Ich fotografiere schon seit ziemlich genau 10 Jahren gerne verrostetes Metall. Für mich hat rostiges Metall eine gewisse Grandezza, eine eigene Schönheit im Verfall. So wie glatte Oberflächen beliebig aussehen können, macht Rost, oft entlang alter Narben auf dem Metall, einen Gegenstand einzigartig.

Vielleicht ist das auch so ein „hat mit Ü40 angefangen, als auch ich Patina anzusetzen begann“-Ding bei mir, haha!

Ich bearbeite die Bilder meistens ein wenig, um die Farben hervorzuheben, und wähle einen Bildausschnitt, der mir gefällt. Irgendwie habe ich immer gedacht, damit mache ich mal einen Kunstkalender, am besten kombiniert mit verstörenden und schwermütigen Gedichten über das Altern und den Tod, aber so richtig hat sich das nie konkretisiert.

Deswegen zeige ich einfach mal hier ein paar der schönsten Rostbilder.

Mein erstes Rostbild stammt vom Sommer 2016 und zeigt die Rückseite eines Müllcontainers auf dem Wertstoffhof unserer Kreisstadt.

Ein Eldorado für Rostfotografen war Peenemünde auf Usedom; die Heeresversuchsanstalt aus der Nazizeit ist ein einziges Geroste. Wir waren dort 2018.


Lost places sind natürlich auch ein toller Ort für Rostfotos.

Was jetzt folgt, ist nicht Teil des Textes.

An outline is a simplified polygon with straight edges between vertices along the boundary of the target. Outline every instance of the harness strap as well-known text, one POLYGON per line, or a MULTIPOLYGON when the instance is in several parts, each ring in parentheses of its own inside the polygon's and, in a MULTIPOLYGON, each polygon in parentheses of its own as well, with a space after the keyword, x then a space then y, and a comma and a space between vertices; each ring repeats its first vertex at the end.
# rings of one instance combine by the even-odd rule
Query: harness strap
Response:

Manchmal reizen mich auch anderer Oberflächen mit Patina, vor allem lackiertes Holz.

1 Kommentar

  1. Angela

    Ach, da fühle ich mich super abgeholt! Bei mir hat die Faszination am Errotten allerdings schon lange vor meinem vierzigsten Geburtstag eingesetzt 😀

    Den Kunstkalender würde ich mir aufhängen!